Excel isn't a database, except when it isI've been working on a little idea where I'd have an app (maybe a mobile app with Xamarin or maybe a SPA, I haven't decided yet) for the easily accessing and searching across the 500+ videos from http://friday.azure.com.

HOWEVER. I don't have access to the database that hosts the metadata and while I'm trying to get at least read-only access to it (long story) the best I can do is a giant Excel spreadsheet dump that I was given that has all the video details.

This, of course, is sub-optimal, but regardless of how you feel about it, it's a database. Or, a data source at the very least! Additionally, since it was always going to end up as JSON in a cached in-memory database regardless, it doesn't matter much to me.

In real-world business scenarios, sometimes the authoritative source is an Excel sheet, sometimes it's a SQL database, and sometimes it's a flat file. Who knows?

What's most important (after clean data) is that the process one builds around that authoritative source is reliable and repeatable. For example, if I want to build a little app or one page website, yes, ideally I'd have a direct connection to the SQL back end. Other alternative sources could be a JSON file sitting on a simple storage endpoint accessible with a single HTTP GET. If the Excel sheet is on OneDrive/SharePoint/DropBox/whatever, I could have a small serverless function run when the files changes (or on a daily schedule) that would convert the Excel sheet into a JSON file and drop that file onto storage. Hopefully you get the idea. The goal here is clean, reliable pragmatism. I'll deal with the larger business process issue and/or system architecture and/or permissions issue later. For now the "interface" for my app is JSON.

So I need some JSON and I have this Excel sheet.

Turns out there's a lovely open source project and NuGet package called ExcelDataReader. There's been ways to get data out of Excel for decades. Literally decades.

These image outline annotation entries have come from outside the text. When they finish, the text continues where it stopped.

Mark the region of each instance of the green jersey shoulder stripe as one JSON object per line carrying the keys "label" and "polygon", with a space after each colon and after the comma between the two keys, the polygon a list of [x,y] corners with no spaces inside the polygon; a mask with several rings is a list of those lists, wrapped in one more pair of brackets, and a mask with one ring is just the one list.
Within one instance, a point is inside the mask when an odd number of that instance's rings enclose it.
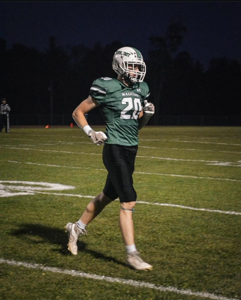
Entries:
{"label": "green jersey shoulder stripe", "polygon": [[90,88],[90,90],[96,91],[99,93],[105,94],[106,93],[105,89],[104,88],[102,88],[99,86],[98,86],[97,84],[92,84],[91,87]]}

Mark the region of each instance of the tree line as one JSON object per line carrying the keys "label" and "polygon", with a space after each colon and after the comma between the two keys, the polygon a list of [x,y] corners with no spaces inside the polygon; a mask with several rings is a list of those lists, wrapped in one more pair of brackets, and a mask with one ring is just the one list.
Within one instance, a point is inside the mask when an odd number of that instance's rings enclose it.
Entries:
{"label": "tree line", "polygon": [[[145,80],[155,108],[150,124],[158,124],[161,115],[240,116],[240,63],[212,58],[204,70],[188,52],[178,52],[186,34],[178,23],[170,25],[164,36],[149,39]],[[54,37],[48,42],[41,52],[19,43],[7,49],[0,39],[0,97],[7,98],[12,113],[71,115],[95,79],[116,78],[114,53],[129,46],[115,41],[104,46],[96,42],[93,49],[63,46]]]}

One of my first jobs was automating Microsoft Excel with Visual Basic 3.0 with COM Automation. I even blogged about getting data out of Excel into ASP.NET 16 years ago!

Today I'll use ExcelDataReader. It's really nice and it took less than an hour to get exactly what I wanted. I haven't gone and made it super clean and generic, refactored out a bunch of helper functions, so I'm interested in your thoughts. After I get this tight and reliable I'll drop it into an Azure Function and then focus on getting the JSON directly from the source.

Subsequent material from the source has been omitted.